In real-world practice outside of clinical trials, outcomes are somewhat lower, with a median overall survival of 12.6 months and a disease control rate of 62%. About 28% of patients don’t respond to the treatment at all. Serious side effects occur in roughly 30% of patients, reflecting the potency of activating the immune system against cancer.
Chemotherapy
Platinum-based chemotherapy combined with pemetrexed remains an option, particularly for patients who aren’t candidates for immunotherapy. It was the previous standard of care and still plays a role in treatment planning, sometimes used after immunotherapy or alongside surgery.
Managing Fluid Buildup
Pleural effusion is one of the most distressing aspects of pleural cancer, and managing it is a key part of care regardless of what other treatments are being pursued. Two main approaches exist. Pleurodesis involves introducing a substance (often talc) into the pleural space to seal the two layers together and prevent fluid from reaccumulating. Indwelling pleural catheters are small tubes placed in the chest that allow fluid to be drained at home on a regular basis.

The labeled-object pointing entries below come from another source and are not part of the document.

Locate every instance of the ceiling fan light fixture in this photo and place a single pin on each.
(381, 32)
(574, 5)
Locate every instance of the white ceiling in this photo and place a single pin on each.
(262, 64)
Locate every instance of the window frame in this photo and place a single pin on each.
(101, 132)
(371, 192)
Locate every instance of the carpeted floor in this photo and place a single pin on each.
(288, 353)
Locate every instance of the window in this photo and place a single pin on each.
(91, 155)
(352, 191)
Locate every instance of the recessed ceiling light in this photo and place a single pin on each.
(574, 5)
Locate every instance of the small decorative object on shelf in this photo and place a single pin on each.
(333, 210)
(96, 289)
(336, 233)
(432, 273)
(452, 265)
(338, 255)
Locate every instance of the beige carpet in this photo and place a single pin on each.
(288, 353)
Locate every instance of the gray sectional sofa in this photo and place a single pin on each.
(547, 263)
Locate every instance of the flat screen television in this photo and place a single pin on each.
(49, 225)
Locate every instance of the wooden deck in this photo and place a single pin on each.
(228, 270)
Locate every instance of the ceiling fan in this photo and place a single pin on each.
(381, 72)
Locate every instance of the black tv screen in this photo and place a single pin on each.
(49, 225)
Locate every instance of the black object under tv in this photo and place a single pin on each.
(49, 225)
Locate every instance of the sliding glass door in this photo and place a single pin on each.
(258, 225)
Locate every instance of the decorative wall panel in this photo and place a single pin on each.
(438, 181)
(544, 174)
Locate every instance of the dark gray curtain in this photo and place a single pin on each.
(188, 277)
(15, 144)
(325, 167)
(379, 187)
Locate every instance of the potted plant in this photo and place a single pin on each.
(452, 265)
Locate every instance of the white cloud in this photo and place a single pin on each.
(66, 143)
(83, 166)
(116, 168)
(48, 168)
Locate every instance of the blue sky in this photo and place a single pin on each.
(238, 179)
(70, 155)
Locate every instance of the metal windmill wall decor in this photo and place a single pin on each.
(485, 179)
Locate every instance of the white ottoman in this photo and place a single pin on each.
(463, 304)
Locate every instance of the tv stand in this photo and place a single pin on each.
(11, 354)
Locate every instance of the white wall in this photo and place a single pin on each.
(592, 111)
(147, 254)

Indwelling catheters have become increasingly popular because they reduce the total number of days patients spend in the hospital compared to pleurodesis. They allow people to manage their symptoms at home, maintaining more independence during treatment. Both approaches are effective at relieving breathlessness, and the choice often depends on a patient’s overall treatment plan and personal preferences.